ServerWorks CEO Raju Vegesna declined comment when asked if his company would support the Athlon or future derivatives, which would require designing in AMD's EV-6 microprocessor bus and possibly AMD's propriatary Lightning Data Transfer LDT I/O technology.
"We still have an open partnership with Intel," Vegesna said. "We're not currently working with AMD."
However, he called AMD's entry into the workstation and server space "really exciting."
Instead, API NetWorks Inc., formerly Alpha Processor Inc., appears to be ready to step into the breach. The Concord, Mass., company said in January that it is working on a four- and six-way capable chip set, called Tasman, for the Athlon.
A complementary two-way chip set, called Caspian, has been validated in the laboratory and will be formally announced in January, said Guy Ludden, a marketing manager at API NetWorks.
Software support will also be important. While several major operating systems run on the X86 architecture, AMD's X86-64 architecture found in the Hammer will likely require some dedicated engineering. In February, Sun Microsystems Inc. and Intel engaged in a well-publicized spat over supporting the Solaris operating system on Intel's own 64-bit chip, Itanium.
To AMD, it's almost a done deal. "When Intel cut the legs out from Sun, the Solaris team came running to us," Mitton said. A spokesman for Sun in Palo Alto, Calif., declined to confirm any change in the relationship with either AMD or Intel.
"We're still absolutely committed to IA-64 platform," he said. "Going forward, however, it will be more difficult. But customers want the solution...so we need to figure out a way to make this happen."

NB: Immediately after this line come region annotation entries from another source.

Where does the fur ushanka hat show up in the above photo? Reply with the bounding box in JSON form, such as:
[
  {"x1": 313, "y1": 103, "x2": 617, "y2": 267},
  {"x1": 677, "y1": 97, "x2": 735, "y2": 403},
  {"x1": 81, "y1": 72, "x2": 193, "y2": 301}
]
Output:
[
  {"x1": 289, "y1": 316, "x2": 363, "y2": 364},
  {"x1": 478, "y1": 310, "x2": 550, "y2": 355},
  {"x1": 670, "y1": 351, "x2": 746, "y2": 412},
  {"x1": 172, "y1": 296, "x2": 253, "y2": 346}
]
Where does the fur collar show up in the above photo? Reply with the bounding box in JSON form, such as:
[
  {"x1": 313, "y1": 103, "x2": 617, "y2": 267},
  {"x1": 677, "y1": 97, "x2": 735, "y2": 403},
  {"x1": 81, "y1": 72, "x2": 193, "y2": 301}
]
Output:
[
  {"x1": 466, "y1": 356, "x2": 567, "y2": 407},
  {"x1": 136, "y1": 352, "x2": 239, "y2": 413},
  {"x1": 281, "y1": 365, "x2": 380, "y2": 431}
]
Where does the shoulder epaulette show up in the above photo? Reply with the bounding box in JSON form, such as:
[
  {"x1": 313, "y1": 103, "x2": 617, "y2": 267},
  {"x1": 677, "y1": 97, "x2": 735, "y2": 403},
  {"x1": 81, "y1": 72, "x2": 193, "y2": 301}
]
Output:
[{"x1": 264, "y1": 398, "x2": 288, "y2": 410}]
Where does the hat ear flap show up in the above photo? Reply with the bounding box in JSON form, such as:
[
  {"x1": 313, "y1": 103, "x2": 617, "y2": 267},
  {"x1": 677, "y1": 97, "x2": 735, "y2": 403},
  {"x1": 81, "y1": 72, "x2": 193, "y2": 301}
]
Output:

AMD's well-publicized microprocessor roadmap will also allow the company to dictate the pace of the market through new technology, something that Sanders highlighted as early as 1998. In 1999, AMD ranked 17th in the number of patents filed as ranked by the Derwent World Patents Index, compiled by Derwent Information, London.
"How do you compete against a gorilla assuming no regulatory or heavenly help?" Sanders asked an audience at the Robertson Stephens conference in San Francisco in 1998. "The answer, of course, is that you must become a gorilla."